Managing time is a learned skill. Some people may be naturally better than others, but everyone needs to learn and implement the practices to ensure success in not only the school setting but once they reach the workforce as well.
But how can parents help to teach and train teens (both younger and older) to be good time managers? After all, you teach them to brush their teeth, clean their rooms, and to be kind to others. It makes logical sense that they would need to be taught in this area as well. You may be an over-scheduler or a non-scheduler, but wherever you find yourself you can help instill healthy time management techniques into your children.
1. WRITE IT DOWN
Encourage your teen to get in the good habit of writing down assignments, their details, and their due dates in a place that they will see them. Smartphones, digital calendars, or daily planners are all good places to start. Make sure it’s not a random scrap of paper that can get lost or thrown away. Trying to mentally organize all the important information that comes with being in middle or high school is a recipe for failure. This is also an important step in helping your children become less dependent on you and more dependent on themselves. Then you can move on to the next step of helping to teach your children helpful time management skills, which is often easier said than done.
2. MODEL BEHAVIOR
Children learn so much by observing and mimicking behaviors. It is no different when it comes to the issue of managing time. Whether or not you notice, your children are watching you and they are filing away pieces of information to be pulled from later. Are you constantly in a rush and late to appointments or school? Do you find yourself short-tempered or stressed out due to there ‘not being enough time in the day’? We have all experienced these things, but the key here is to not let it be the normal standard for your family. A very helpful tool is to post a family calendar on the wall in the home where everyone can see it. You can write down everyone’s activities and appointments in a different color (Mom is blue, son is green, etc.), and so by merely glancing at it, you can see what is coming today, tomorrow, or the entire month! When you can visually lay out a week’s worth of to-do’s, you can then begin the next step of prioritizing.
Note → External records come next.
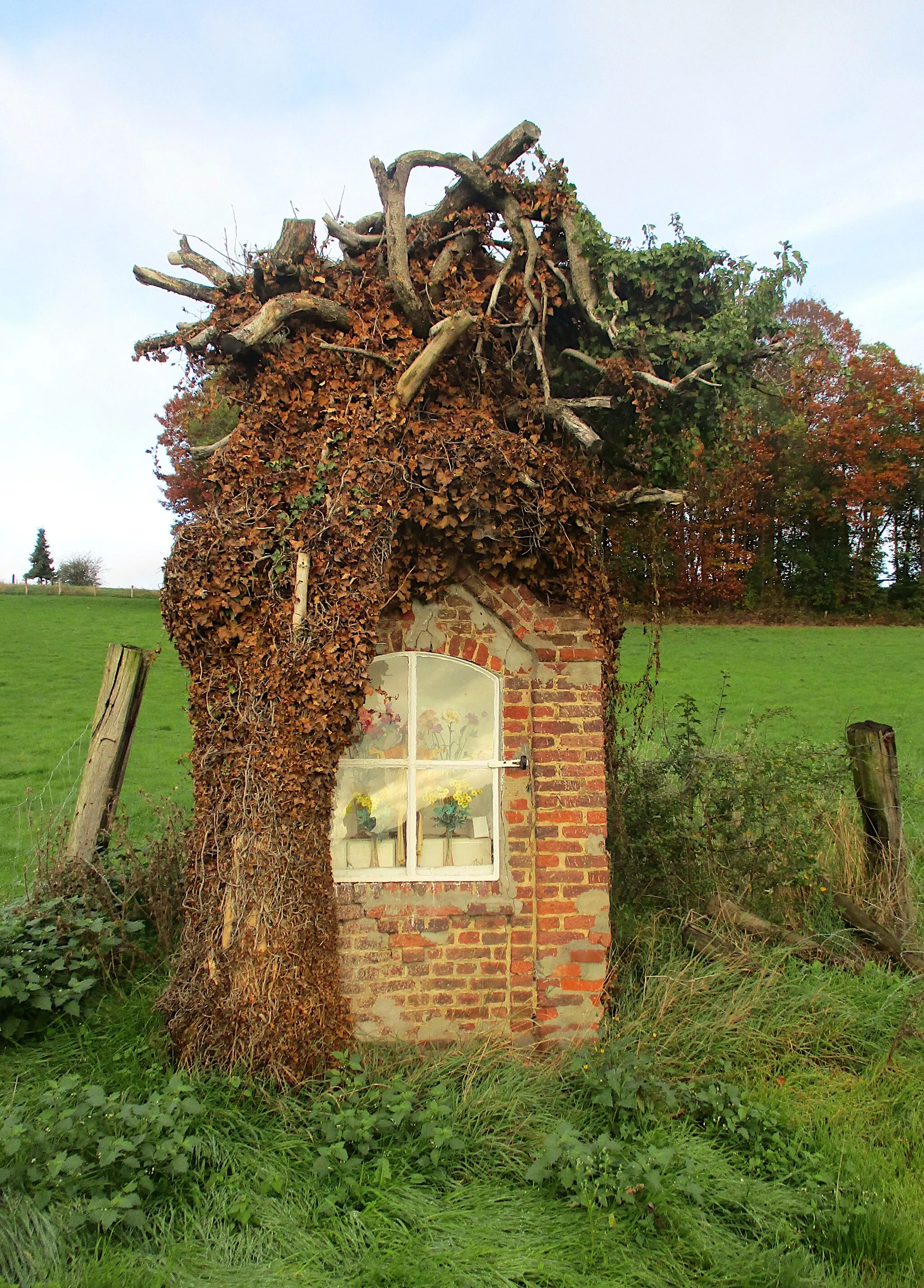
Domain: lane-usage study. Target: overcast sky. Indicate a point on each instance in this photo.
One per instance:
(124, 125)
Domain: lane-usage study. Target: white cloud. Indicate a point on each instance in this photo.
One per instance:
(123, 124)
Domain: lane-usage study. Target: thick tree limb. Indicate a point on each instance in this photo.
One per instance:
(678, 387)
(910, 956)
(423, 365)
(642, 495)
(352, 240)
(360, 353)
(803, 946)
(296, 240)
(203, 339)
(582, 277)
(504, 152)
(193, 290)
(589, 441)
(392, 185)
(204, 451)
(187, 258)
(714, 947)
(157, 343)
(275, 314)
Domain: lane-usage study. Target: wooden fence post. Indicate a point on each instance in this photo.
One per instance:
(874, 762)
(114, 723)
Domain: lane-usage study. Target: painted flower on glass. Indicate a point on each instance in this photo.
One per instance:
(448, 739)
(452, 805)
(361, 804)
(382, 729)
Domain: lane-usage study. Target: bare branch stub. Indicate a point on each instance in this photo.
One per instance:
(178, 286)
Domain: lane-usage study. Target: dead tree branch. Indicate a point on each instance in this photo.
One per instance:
(684, 384)
(350, 239)
(582, 277)
(193, 290)
(392, 185)
(642, 495)
(360, 353)
(294, 243)
(203, 451)
(187, 258)
(157, 343)
(504, 152)
(450, 332)
(579, 429)
(275, 314)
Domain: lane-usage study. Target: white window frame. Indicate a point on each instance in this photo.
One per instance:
(449, 875)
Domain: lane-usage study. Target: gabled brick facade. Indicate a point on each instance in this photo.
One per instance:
(524, 957)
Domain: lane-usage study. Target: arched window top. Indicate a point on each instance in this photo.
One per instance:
(430, 752)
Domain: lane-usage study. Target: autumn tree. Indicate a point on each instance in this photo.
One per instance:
(493, 383)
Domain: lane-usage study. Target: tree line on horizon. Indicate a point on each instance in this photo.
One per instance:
(76, 571)
(812, 496)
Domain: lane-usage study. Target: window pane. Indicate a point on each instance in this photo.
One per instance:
(370, 808)
(455, 818)
(384, 718)
(455, 710)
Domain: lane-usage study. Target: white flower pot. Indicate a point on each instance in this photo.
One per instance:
(471, 852)
(360, 853)
(432, 853)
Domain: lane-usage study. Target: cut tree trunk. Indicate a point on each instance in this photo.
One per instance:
(118, 705)
(874, 762)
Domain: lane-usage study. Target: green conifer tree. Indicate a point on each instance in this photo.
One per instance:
(42, 567)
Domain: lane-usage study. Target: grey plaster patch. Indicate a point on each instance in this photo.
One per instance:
(513, 653)
(439, 1029)
(573, 1000)
(425, 898)
(548, 963)
(596, 903)
(593, 902)
(391, 1016)
(425, 634)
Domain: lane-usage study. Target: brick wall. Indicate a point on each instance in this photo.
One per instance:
(525, 956)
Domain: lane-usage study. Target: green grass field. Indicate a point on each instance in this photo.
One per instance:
(52, 653)
(838, 1057)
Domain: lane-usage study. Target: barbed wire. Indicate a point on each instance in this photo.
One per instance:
(43, 811)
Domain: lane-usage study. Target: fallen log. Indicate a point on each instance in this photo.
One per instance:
(854, 915)
(803, 946)
(716, 947)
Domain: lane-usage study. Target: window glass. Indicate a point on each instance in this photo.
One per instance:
(370, 811)
(384, 718)
(455, 818)
(455, 710)
(426, 751)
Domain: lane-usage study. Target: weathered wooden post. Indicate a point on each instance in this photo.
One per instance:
(118, 705)
(874, 762)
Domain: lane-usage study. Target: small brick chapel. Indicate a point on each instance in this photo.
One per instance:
(490, 914)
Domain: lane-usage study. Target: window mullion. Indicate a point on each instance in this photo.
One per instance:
(411, 829)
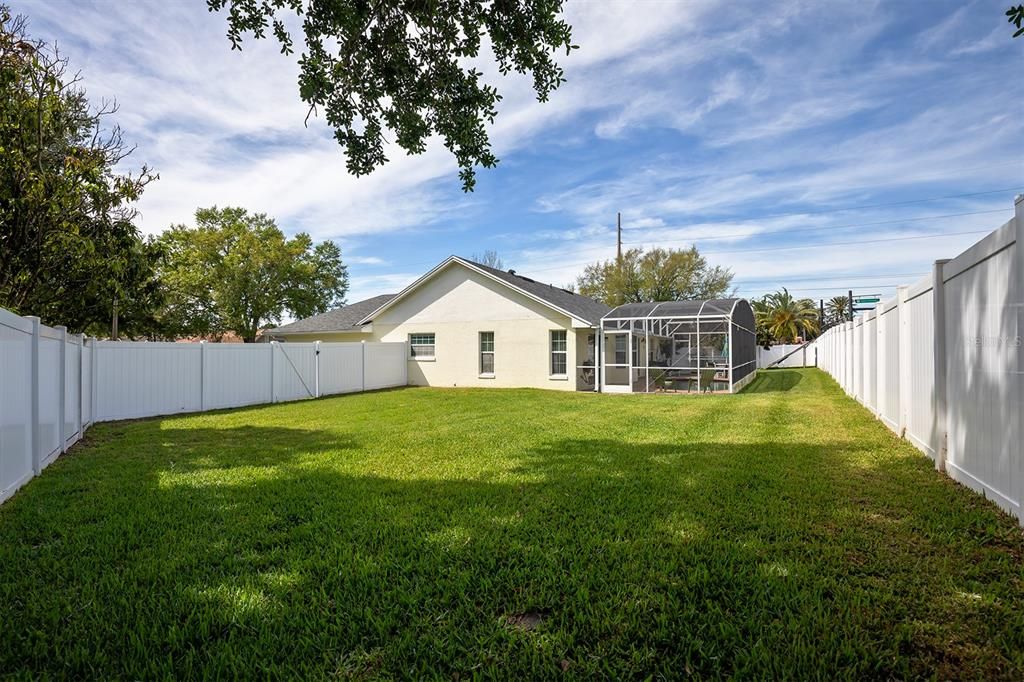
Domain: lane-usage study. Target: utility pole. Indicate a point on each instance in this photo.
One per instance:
(114, 323)
(619, 246)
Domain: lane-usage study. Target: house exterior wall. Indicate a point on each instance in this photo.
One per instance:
(456, 305)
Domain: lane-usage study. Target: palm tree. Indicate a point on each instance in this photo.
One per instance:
(785, 318)
(839, 309)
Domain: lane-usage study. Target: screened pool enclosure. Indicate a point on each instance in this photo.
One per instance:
(675, 346)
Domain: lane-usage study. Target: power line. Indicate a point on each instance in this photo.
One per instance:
(787, 230)
(832, 278)
(857, 208)
(832, 244)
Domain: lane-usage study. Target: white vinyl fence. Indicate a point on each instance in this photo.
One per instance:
(942, 364)
(54, 385)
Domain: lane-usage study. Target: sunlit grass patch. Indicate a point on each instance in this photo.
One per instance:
(782, 533)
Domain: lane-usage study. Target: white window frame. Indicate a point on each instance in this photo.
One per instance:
(481, 352)
(552, 352)
(413, 346)
(625, 351)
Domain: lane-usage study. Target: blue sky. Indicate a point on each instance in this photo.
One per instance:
(851, 130)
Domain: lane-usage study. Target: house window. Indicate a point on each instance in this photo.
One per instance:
(421, 346)
(487, 353)
(558, 351)
(621, 348)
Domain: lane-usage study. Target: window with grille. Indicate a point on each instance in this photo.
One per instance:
(421, 346)
(559, 351)
(487, 352)
(622, 343)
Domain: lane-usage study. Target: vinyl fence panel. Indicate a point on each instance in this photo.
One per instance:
(948, 364)
(54, 385)
(386, 365)
(870, 369)
(146, 379)
(50, 394)
(73, 389)
(341, 368)
(922, 420)
(982, 340)
(294, 371)
(15, 412)
(888, 376)
(236, 375)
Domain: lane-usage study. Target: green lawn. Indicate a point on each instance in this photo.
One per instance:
(510, 534)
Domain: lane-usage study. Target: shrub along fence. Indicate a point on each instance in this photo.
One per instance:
(54, 385)
(942, 364)
(791, 354)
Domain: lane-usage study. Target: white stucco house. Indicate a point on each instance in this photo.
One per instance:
(469, 325)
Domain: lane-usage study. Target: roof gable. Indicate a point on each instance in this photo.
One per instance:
(565, 302)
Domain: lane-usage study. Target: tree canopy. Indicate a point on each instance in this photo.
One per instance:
(782, 318)
(1016, 16)
(68, 240)
(489, 258)
(407, 67)
(658, 274)
(237, 271)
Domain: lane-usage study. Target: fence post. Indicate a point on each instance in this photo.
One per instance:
(37, 467)
(939, 361)
(272, 345)
(202, 375)
(1019, 274)
(316, 369)
(848, 334)
(64, 381)
(94, 383)
(904, 358)
(81, 384)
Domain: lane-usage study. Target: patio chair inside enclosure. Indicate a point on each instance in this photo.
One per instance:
(673, 346)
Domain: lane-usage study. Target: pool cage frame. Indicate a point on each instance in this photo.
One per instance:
(677, 345)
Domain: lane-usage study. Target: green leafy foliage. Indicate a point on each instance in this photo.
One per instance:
(426, 534)
(838, 309)
(782, 318)
(658, 274)
(1016, 16)
(408, 67)
(68, 242)
(237, 271)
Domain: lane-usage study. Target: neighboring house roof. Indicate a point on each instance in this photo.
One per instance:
(573, 305)
(345, 318)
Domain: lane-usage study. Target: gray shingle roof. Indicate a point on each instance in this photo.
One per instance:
(339, 320)
(581, 306)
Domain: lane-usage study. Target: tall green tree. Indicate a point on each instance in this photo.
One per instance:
(489, 258)
(1016, 16)
(782, 317)
(406, 70)
(237, 271)
(658, 274)
(69, 245)
(838, 309)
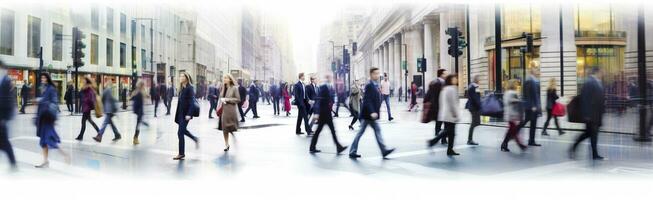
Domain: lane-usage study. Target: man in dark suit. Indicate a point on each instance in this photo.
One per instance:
(532, 104)
(213, 98)
(254, 95)
(592, 108)
(301, 101)
(369, 114)
(474, 106)
(275, 92)
(433, 97)
(243, 96)
(322, 113)
(170, 93)
(7, 112)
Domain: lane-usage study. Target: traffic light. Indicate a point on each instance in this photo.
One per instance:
(78, 47)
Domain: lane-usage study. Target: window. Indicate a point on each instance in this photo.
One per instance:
(123, 23)
(33, 36)
(123, 51)
(7, 32)
(95, 18)
(94, 49)
(109, 20)
(109, 52)
(57, 41)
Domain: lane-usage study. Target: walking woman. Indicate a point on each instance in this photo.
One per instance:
(513, 114)
(449, 112)
(88, 104)
(138, 96)
(183, 113)
(355, 103)
(551, 97)
(47, 112)
(229, 99)
(286, 98)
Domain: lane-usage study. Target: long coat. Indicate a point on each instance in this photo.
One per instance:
(231, 98)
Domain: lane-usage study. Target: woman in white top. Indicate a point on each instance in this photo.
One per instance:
(513, 114)
(449, 111)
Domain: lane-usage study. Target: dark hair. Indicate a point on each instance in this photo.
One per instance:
(440, 72)
(48, 78)
(449, 79)
(373, 69)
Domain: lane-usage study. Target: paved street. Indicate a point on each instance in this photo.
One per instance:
(269, 146)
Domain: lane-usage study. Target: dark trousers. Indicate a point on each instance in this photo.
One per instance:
(591, 132)
(275, 105)
(86, 116)
(214, 106)
(183, 131)
(476, 120)
(320, 125)
(513, 133)
(5, 145)
(302, 115)
(548, 118)
(532, 118)
(252, 107)
(449, 132)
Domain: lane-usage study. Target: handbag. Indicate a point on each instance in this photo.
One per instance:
(491, 106)
(558, 110)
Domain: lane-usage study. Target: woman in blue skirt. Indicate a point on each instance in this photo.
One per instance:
(47, 112)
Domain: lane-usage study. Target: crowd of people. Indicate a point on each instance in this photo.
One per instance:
(314, 101)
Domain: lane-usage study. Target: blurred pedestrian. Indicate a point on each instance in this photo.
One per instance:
(46, 116)
(229, 100)
(355, 102)
(88, 104)
(138, 96)
(7, 113)
(448, 112)
(592, 97)
(183, 114)
(474, 106)
(322, 113)
(551, 97)
(532, 105)
(110, 108)
(370, 114)
(513, 114)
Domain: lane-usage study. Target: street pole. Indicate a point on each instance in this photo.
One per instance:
(641, 75)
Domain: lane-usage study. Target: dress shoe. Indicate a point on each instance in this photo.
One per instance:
(388, 152)
(354, 156)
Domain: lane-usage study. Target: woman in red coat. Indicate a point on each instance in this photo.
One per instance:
(286, 99)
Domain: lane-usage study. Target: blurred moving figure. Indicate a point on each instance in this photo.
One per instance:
(369, 114)
(229, 100)
(448, 112)
(7, 113)
(551, 97)
(48, 110)
(355, 102)
(513, 114)
(592, 108)
(110, 107)
(183, 113)
(322, 111)
(474, 107)
(88, 104)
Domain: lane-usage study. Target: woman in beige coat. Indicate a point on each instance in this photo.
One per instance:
(229, 100)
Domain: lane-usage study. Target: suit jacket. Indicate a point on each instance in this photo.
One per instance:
(324, 103)
(593, 100)
(371, 101)
(532, 94)
(300, 95)
(184, 103)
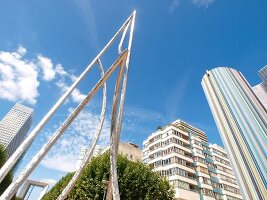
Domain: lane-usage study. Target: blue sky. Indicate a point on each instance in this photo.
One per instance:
(175, 42)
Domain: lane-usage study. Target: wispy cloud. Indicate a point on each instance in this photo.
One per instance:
(201, 3)
(18, 77)
(65, 153)
(47, 67)
(204, 3)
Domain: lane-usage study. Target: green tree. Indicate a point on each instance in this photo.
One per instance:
(136, 182)
(8, 179)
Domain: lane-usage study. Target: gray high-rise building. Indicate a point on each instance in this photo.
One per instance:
(14, 127)
(261, 89)
(242, 122)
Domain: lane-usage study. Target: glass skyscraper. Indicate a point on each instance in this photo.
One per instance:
(261, 89)
(242, 122)
(14, 127)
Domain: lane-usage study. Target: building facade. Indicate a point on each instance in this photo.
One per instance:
(182, 153)
(261, 89)
(242, 122)
(14, 127)
(128, 149)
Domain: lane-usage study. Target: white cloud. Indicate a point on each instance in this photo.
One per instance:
(63, 81)
(65, 153)
(47, 68)
(18, 77)
(77, 96)
(204, 3)
(21, 50)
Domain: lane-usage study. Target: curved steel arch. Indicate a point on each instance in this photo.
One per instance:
(122, 62)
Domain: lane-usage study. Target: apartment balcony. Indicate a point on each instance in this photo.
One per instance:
(187, 179)
(183, 194)
(203, 185)
(232, 194)
(211, 169)
(202, 174)
(205, 197)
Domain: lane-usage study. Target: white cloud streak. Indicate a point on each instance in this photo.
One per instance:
(65, 153)
(201, 3)
(21, 77)
(18, 77)
(46, 65)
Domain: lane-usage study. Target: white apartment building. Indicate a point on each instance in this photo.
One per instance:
(181, 153)
(14, 127)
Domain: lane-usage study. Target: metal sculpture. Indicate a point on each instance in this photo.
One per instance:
(122, 62)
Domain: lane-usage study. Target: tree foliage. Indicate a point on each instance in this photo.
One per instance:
(136, 182)
(8, 179)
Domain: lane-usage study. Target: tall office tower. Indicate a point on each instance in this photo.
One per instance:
(14, 127)
(182, 153)
(242, 123)
(261, 89)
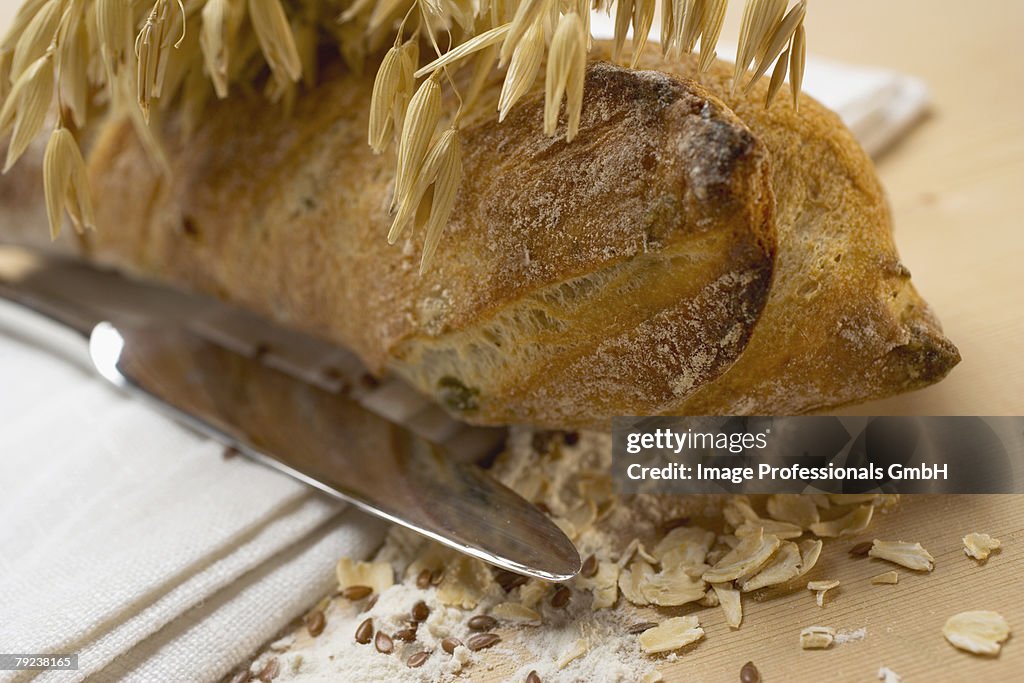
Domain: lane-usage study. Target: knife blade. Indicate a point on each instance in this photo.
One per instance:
(321, 436)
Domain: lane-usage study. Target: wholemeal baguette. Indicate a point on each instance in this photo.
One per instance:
(688, 253)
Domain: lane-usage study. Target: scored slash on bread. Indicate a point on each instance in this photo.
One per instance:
(689, 252)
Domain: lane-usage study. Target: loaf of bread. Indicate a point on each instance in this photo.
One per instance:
(690, 252)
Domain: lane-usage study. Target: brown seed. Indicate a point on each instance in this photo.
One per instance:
(418, 659)
(420, 611)
(861, 549)
(383, 643)
(354, 593)
(675, 522)
(406, 635)
(269, 671)
(509, 581)
(365, 632)
(315, 623)
(640, 627)
(482, 641)
(481, 623)
(561, 597)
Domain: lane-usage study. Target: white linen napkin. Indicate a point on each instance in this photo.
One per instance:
(131, 541)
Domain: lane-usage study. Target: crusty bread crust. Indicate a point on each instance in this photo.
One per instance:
(576, 281)
(843, 323)
(622, 273)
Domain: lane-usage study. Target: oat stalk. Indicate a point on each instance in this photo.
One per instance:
(143, 52)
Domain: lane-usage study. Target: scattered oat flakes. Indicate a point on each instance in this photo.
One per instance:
(377, 575)
(909, 555)
(686, 546)
(810, 551)
(514, 611)
(532, 592)
(630, 551)
(820, 588)
(817, 637)
(888, 578)
(579, 648)
(979, 546)
(794, 508)
(671, 635)
(672, 588)
(980, 632)
(631, 582)
(854, 521)
(749, 556)
(710, 599)
(729, 598)
(887, 675)
(603, 585)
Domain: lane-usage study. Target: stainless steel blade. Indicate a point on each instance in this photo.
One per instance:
(327, 439)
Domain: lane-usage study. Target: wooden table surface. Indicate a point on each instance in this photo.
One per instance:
(954, 182)
(956, 190)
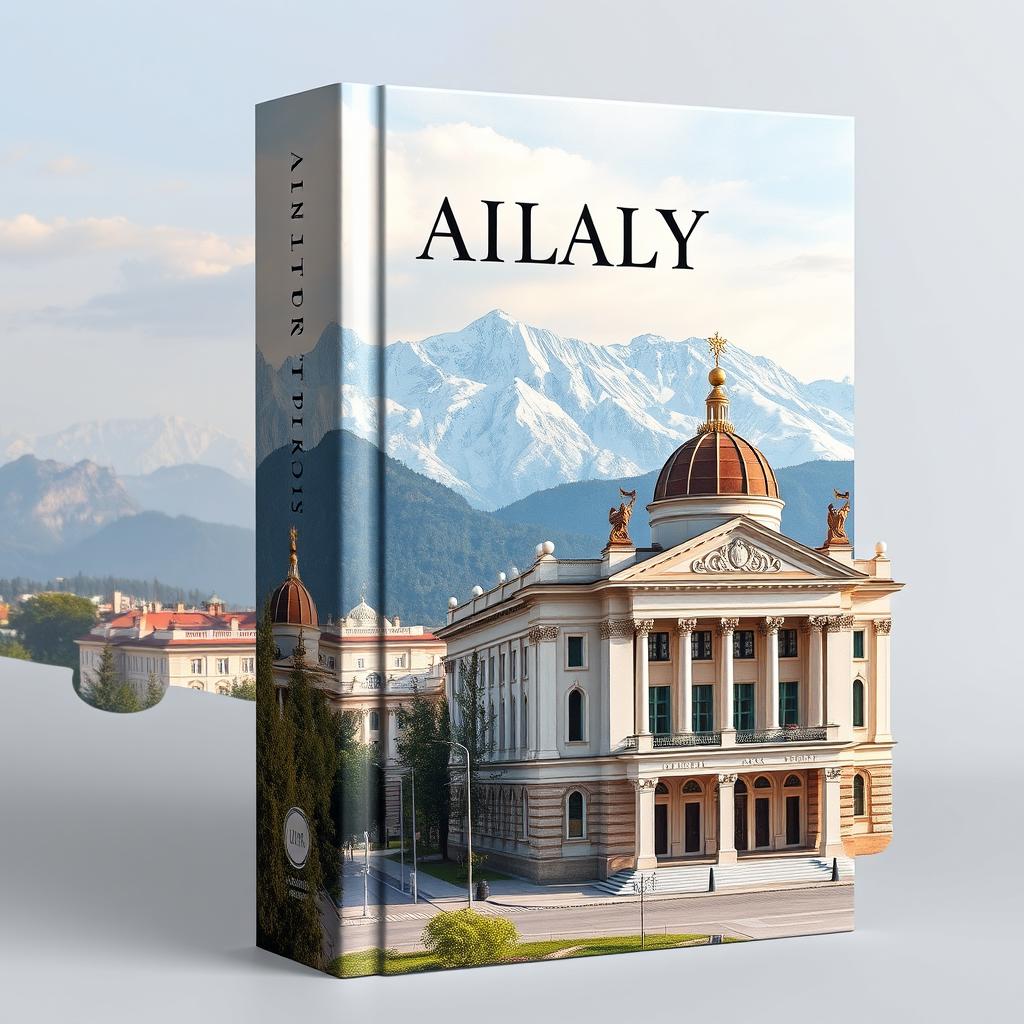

There is a big difference between needs and wants. Help your teen identify what needs must be accomplished first, and then move on to the items they want to be involved in. For example, explain that they must allot enough time on Tuesday evening to finish homework and prepare for school the next day, and then let them ‘reward’ themselves by choosing an item off the ‘wants’ list (watch TV, social media, a friend comes over etc.) if they have enough time. For younger teens, you can be a little more involved in the processes, but for older students, you should help once or twice to show them the way, and then they are mature enough to tackle the process on their own. Making a list or using a planner is especially helpful in prioritizing.
It is hard to sit back and let our children experience the natural consequences of failing to study long enough for a test or rushing to complete a last-minute paper, but it is absolutely necessary that they learn these things while in the safety of the family home and school. These are not lessons we want our children to be learning in college or early in their careers, where the failures can have longer lasting effects. When we let them fail or succeed in time management as teenagers, we are actually helping them grow up and learn to take responsibility for their own actions. Do the hard thing and guide your children into good habits, but let them try and fail (or succeed!) on their own.